The obesity management drugs we have been discussing include Ozempic, Wegovy, Mounjaro, and others based on molecules that imitate GLP-1 (glucagon-like peptide-1).
People who want pharmaceuticals may be disappointed to learn that all these meds are intended to be used along with deliberate diet modification and perpetual exercise. The prescribers are presumably aware of that — it’s their job to know such an elementary fact. Maybe they just don’t do well at conveying the message to patients. Or maybe it’s just that people have a way of ignoring unpleasant truths they don’t want to hear.
According to research published in Diabetes Care, persons who used Ozempic in conjunction with exercise lost considerably more weight than those who used Ozempic alone. Furthermore, individuals who took Ozempic with exercise improved their blood sugar management and cardiovascular risk factors…
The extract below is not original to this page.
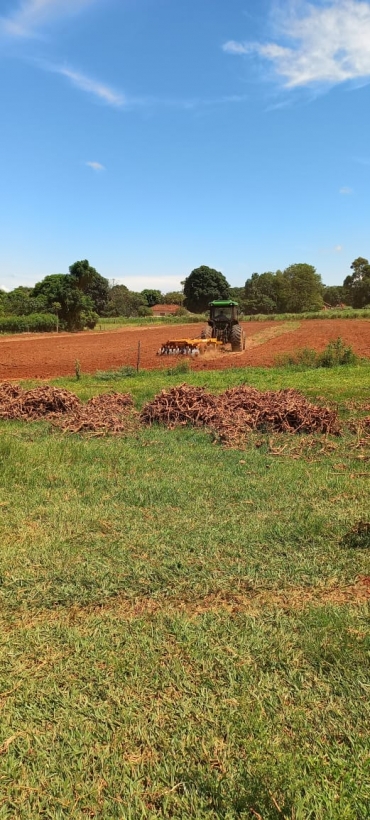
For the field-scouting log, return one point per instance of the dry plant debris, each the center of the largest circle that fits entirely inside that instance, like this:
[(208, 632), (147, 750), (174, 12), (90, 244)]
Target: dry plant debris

To lose overall weight should not be the goal. The idea is to lose fat. Quoted in this piece is Dr. Rob Newton, professor of exercise medicine, at Australia’s Edith Cowan University:
There’s little understanding that a healthy balance of muscle and fat is key to fending off chronic disease and frailty over the long haul. Most chronic disease isn’t driven by fat mass but low levels of muscle mass and inactivity… Muscle loss caused by repeated dieting without exercise is one reason why it can be hard to maintain long-term weight loss.
One writer makes the point:
The aim when losing weight should be to change your body composition — the ratio of fat to muscle — not just become a smaller “skinny fat” version of yourself.
According to endocrinologist Dr. Robert Kushner, “If you lose weight, you never just lose fat… and it’s very hard to gain back muscle mass once you’ve lost it, particularly as you age.” Basically, anyone who undertakes to shed a large amount of weight should engage in “a robust physically active program with both aerobic and resistance training.”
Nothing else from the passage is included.